From time to time, I read letters written by treating physicians to PRIUM reviewing physicians. These letters represent a great deal of what is wrong with pain management today. While not emblematic at all of the best practitioners out there, these letters nonetheless reflect the thinking of too many physicians treating chronic pain patients.
These prescribers try to strike deals. Some offer to wean the opioids in exchange for pre-authorization of injections or other procedures. A recent letter suggested that, if we were so concerned about the opioids, the doctor would be happy to wean them... if he could make a little money in the process doing some procedures.
Some suggest they're doing the payer a favor already. Methadone is a lot cheaper than Oxycontin, right? So we should all just be grateful that the 800 mg MED is coming from a cheap source and not an expensive name brand drug. As if incredibly dangerous drug regimens are somehow made more appropriate because the monthly cost is lower than it might be.
Some note the nobility of our efforts, but label them as futile from the start. They suggest outright disbelief that a particular injured worker will ever be able to reduce intake of opioids, however medically unnecessary the drugs may be. The doctor is happy to refer them to a comprehensive pain management program... and they'll be equally happy to begin prescribing opioids again when the program fails. The prevailing attitude: these patients can't live without these drugs, so let's just prescribe away the pain.

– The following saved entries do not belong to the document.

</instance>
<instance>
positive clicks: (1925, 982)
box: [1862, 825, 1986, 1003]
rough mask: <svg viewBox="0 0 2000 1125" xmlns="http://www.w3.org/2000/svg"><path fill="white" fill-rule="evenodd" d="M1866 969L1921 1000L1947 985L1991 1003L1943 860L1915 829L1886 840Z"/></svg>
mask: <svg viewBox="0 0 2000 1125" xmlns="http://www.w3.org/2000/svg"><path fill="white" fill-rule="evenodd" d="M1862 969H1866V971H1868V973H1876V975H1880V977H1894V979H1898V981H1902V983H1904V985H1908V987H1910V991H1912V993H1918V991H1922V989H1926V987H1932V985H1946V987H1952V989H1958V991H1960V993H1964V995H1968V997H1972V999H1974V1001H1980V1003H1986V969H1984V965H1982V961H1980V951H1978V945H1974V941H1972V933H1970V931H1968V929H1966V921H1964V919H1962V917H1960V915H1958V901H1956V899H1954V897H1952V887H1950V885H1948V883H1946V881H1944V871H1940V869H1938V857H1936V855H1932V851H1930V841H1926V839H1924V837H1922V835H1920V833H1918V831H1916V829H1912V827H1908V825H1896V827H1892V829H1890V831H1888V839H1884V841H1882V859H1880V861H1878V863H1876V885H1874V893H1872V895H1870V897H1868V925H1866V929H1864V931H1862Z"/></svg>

Here's the thing, payers: You're financing all of this. Make no mistake: If you stop paying for it, there will be noise. Nasty phone calls, unsettling letters, complaints left and right. But there are ways to cease payment without creating emergent clinical events for the injured worker. There's a right way to do this. And while I wish there was a simple solution to this very complicated problem, there's not. The solution is sophisticated, multi-faceted, and requires clinical, medical/legal, and jurisdictional expertise. There are no cookie cutters here... just a lot of claims and a lot of hard work to do.
Ask yourself this question: When will the real liability of continued payment for a dangerous drug regimen outweigh the perceived liability of NOT paying for it?
No more deals. Let's get to work.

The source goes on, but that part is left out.